Summary of key takeaways
- Exogenous shocks are outside the model; they shift curves (demand or supply).
- Movement along a curve is caused by price changes (movement factor); shifts are caused by non-price factors (shift factors).
- The equilibrium price and quantity respond to shocks according to supply and demand curves and can be quantified with simple linear models.
- Delta notation is used to describe how much the equilibrium changes: $\Delta P, \Delta Q.$
- Comparative statics is the study of before-and-after equilibria under shocks.
Quick preview to connect with later topics
- We will use these graphs and delta results to transition into IS-LM-type frameworks and macroeconomic equations, where we translate stories into mathematical relationships and then solve for macro variables.
Final practical note
- When practicing with graphs, draw both demand and supply curves and work intersection-by-intersection for each scenario. If you get an answer wrong, redraw and re-check shifts vs movements. The process reinforces understanding and prepares you for exams where you will be asked to identify equilibrium outcomes under various shocks.
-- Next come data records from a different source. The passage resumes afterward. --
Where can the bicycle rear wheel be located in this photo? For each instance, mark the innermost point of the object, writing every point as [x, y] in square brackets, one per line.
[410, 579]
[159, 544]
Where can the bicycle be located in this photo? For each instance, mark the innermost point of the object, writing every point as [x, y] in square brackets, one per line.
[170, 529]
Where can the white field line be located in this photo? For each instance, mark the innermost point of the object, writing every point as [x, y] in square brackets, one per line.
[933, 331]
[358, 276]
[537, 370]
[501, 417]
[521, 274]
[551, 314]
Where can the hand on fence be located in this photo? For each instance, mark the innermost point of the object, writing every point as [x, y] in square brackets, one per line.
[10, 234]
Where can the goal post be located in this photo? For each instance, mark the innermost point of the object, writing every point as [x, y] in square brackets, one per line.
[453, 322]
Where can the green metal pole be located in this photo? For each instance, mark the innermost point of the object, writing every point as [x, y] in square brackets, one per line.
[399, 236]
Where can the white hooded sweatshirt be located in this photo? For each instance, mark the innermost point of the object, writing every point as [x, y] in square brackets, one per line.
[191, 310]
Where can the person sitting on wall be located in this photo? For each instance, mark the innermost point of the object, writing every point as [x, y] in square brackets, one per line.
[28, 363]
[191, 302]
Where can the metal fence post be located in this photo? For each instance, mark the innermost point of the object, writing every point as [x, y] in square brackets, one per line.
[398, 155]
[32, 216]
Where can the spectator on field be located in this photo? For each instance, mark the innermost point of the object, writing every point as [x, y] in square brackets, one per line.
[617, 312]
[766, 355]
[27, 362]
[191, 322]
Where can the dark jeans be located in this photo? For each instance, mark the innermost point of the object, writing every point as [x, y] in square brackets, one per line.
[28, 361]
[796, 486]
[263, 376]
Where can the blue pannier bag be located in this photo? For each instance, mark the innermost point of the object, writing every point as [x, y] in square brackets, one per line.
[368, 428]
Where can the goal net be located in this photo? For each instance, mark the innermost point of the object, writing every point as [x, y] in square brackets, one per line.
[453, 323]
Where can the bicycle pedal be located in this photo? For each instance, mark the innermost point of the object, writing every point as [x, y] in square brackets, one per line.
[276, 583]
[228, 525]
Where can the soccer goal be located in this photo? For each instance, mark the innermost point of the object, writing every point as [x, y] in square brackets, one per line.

Polished comprehension check (reiterated):
- Price changes cause movement along curves; shocks cause shifts of curves.
- A higher price does not by itself imply the demand curve shifted right; it could be a result of supply shifting left or a demand shift; the full answer depends on which curve shifted and by how much.
- In the linear model, equilibrium is found by solving two linear equations; delta notation helps track how shocks propagate to price and quantity.
Note on terminology pitfalls
- Some phrases in the lecture mix up demand vs quantity demanded; the correct reading is:
- Price increases lead to a movement along the demand curve, reducing quantity demanded, not shifting the curve.
- A change in demand means the entire curve shifts; a change in quantity demanded means movement along the same curve.
Ethical/real-world relevance
- Understanding how exogenous shocks affect prices and quantities helps explain policy responses, market interventions, and how different sectors react to external events (e.g., technology advances, income changes, regulations).
Preview: next steps
- We'll move from graphical intuition to algebraic equations, derive the formulas more systematically, and practice translating between stories and equations.